Says the Chofetz Chaim, we are no different. God, out of His great love for us, has granted each and every one of us a fortune. God has granted us life, a soul, a functional body, energy, a mind and intellect. God has granted us this fortune in order to invest in the really valuable “merchandise” from which a person can reap eternal proceeds in the World to Come. God has given us all this to be able to keep the Torah, perform its Mitzvos (Torah commandments) and reach high levels of spirituality. But instead, we take all these wonderful resources and invest them in materialistic pursuits, which are of no true value in the long run. We are lured by the temptations of what seems to be of value in the moment and feel proud of what we accomplished with our lives in having good times and procuring worldly possessions. But in truth, it was a waste of the fortune we were granted. Not only that, we sometimes invest our invaluable resources of life in prohibited activities which will only cause us trouble and frustration in the future. How foolish we are when we do so! Every little bit of energy and time we invested in acquiring materialistic possessions and experiences, could have been invested in securing true, everlasting greatness for ourselves, in the form of Torah and Mitzvos.
This is what Parshas Ha’azinu is telling us: Don’t be foolish. Remember that God, as a loving Father, has granted you life and all your precious resources, to set you up for real success in life. Don’t be foolish and ungrateful by wasting them on attaining petty items which will eventually cause you regret and distress. This concept offers us a new perspective on life. Certainly, we must be involved in tending to our needs in this world and work to acquire whatever we need to live and function properly, both emotionally and physically.
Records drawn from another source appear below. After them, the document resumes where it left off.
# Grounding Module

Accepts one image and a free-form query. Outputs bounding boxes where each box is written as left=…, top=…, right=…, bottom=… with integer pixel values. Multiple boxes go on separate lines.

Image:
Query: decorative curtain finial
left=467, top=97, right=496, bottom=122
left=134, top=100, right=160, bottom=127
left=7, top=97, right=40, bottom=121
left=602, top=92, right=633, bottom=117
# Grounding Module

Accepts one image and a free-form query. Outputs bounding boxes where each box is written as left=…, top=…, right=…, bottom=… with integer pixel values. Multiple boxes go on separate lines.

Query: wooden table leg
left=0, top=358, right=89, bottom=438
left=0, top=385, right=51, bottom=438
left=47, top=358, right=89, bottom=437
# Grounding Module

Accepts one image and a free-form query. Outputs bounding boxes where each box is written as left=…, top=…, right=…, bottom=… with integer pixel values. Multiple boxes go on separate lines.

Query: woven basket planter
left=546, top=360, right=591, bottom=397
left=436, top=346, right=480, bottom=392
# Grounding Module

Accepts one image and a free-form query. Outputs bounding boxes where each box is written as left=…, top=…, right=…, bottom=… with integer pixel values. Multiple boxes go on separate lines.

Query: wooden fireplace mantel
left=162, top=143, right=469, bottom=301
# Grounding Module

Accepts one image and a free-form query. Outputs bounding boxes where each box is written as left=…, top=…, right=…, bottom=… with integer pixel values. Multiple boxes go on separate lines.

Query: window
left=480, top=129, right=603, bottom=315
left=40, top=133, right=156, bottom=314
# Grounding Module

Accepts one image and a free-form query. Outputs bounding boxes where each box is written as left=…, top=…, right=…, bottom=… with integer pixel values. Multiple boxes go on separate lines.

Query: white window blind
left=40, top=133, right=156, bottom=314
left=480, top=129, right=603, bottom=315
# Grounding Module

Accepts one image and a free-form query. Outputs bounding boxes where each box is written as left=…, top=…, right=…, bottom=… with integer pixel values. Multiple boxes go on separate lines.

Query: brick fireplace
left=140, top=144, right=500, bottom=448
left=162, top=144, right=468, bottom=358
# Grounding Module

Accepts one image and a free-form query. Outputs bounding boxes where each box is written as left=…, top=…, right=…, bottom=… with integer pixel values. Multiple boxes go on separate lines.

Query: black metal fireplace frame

But too often, we go overboard in pursuit of luxuries.
As the Chofetz Chaim demonstrates, no one wants to be like the son who wasted his fortune and got into trouble because he judged value based on exciting, superficial appearance. There are so many really valuable assets we can attain in Torah and Mitzvos. Each and every one of us has his own fortune to take advantage of and invest properly. No one wants to be a fool.